​Cover Letters – Prescriptive or not? – Top Evaluation Tips

Clients often tell us they struggle to evaluate and appraise Cover Letters effectively but nonetheless they are a common tool used in selecting new recruits. Tips on how to get the most out of this stage of recruitment.

Evaluating a Covering Letter

People write their CVs in all sorts of weird and wonderful formats, lend different weight to different aspects of their role and omit experience as irrelevant that might actually be extremely pertinent to the current situation in your team.

Covering letters can be a great tool for getting people to highlight specific experience that is relevant to the specific role you are recruiting for, allowing you to more fairly compare candidates. But as an arbitrarily applied tool covering letters can be extremely damaging to the recruitment process and may mean that you could miss out on someone with the potential to raise you above your competitors. What if your competitors don’t make the same mistake?

There is one central point to remember with covering letters, they are supposed to be a tool applied with a positive bias; you are looking for candidates that would have gone in the no pile on the basis of their CV to give you a reason to put them in the yes pile, not the other way around. During my years in recruitment I have learnt to give people a chance, because people who haven’t had a great CV and / or covering letter have walked into my office, blown me away and gone on to be some of the best hires my clients have ever made.

These are my three tips for making sure you give your next great hire every opportunity to WOW you;

Tip 1: You’re not looking to hire a professional “Covering Letter Writer”

Candidates have no idea what you’re looking for, what format you want it in or what you’re expecting to see. Unless you’re recruiting for a role where being psychic is an essential quality, be really clear about what you want and give candidates a fair chance of delivering the right information. If you want them to use each point in the person specification as a heading and then explain, using real world examples, how their experience matches this, then tell them that. If you want them to weave their experience and how it matches the person specification into an easy to follow narrative, then let them know. Applying for jobs is a skill in and of itself and the easier you make it, the more likely you are to see the best people shine through.

Tip 2: Don’t be too clinical

Think about how you want to score or assess your Covering Letters. Often clients choose to check off every item of a Person Specification against a Covering letter. Although if the competition is very tough this can in the end be a good way of whittling down potential interviewees it can often eliminate candidates who in fact would be very able in the role. The way I advise clients to approach this initially is to work out the three most important over-arching skills or experience areas that are absolutely essential to the delivery of this role. If a candidate meets them I would put them on the ‘yes’ pile and then if it is necessary to reduce that number further look through that list again alongside the more detailed Person Specification. As annoying as it is, candidates often fail to include examples against every single area of a Person Spec in a Covering Letter and will often focus on those they feel are most important. If someone has all the three important things you need and seems a little weaker on some of the lesser items, get them in and meet them, perhaps they’re an absolute superstar with one or two development points.

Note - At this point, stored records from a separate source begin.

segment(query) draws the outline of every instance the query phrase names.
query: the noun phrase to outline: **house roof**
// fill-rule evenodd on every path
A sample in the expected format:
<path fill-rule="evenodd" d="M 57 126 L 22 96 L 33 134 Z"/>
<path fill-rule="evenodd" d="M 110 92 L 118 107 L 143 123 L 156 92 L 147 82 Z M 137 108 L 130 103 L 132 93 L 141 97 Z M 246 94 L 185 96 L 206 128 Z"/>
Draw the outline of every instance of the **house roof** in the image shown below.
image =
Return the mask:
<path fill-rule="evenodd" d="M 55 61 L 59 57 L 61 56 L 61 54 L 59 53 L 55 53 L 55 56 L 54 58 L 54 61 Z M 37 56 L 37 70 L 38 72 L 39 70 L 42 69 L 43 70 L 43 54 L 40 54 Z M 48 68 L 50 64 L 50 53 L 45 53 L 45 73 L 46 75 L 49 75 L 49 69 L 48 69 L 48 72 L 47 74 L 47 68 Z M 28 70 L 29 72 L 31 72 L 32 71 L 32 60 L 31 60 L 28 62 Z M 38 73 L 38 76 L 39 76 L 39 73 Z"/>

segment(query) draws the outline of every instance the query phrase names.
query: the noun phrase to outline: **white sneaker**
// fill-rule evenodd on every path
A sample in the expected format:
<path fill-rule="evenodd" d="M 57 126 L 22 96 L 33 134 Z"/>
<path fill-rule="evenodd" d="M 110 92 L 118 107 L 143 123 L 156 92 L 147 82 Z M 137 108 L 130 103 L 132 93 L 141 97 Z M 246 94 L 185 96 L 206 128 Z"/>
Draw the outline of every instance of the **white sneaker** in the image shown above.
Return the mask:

Tip 3: So important, I’m going to repeat myself

I really want to reiterate a point I touched on at the beginning, because I genuinely believe and have actually seen some of my clients miss out on people that were the best person for the role because they used covering letters too prescriptively.

I always try to keep in mind that covering letters are a rudimentary screening tool that makes sure that you don’t waste time interviewing people who will be totally irrelevant, but it shouldn’t be used as part of the interview process where only those who tick every box shall pass. Some of the best hires I have seen are people that have the core skills necessary for the role, but come from a slightly different background and bring a new perspective and a new way of doing particular things into the team.

By all means use the covering letter to make sure that you don’t invite any more ‘eccentric’ candidates into your office, but don’t be too heavy handed and risk screening out the best hire you might never make.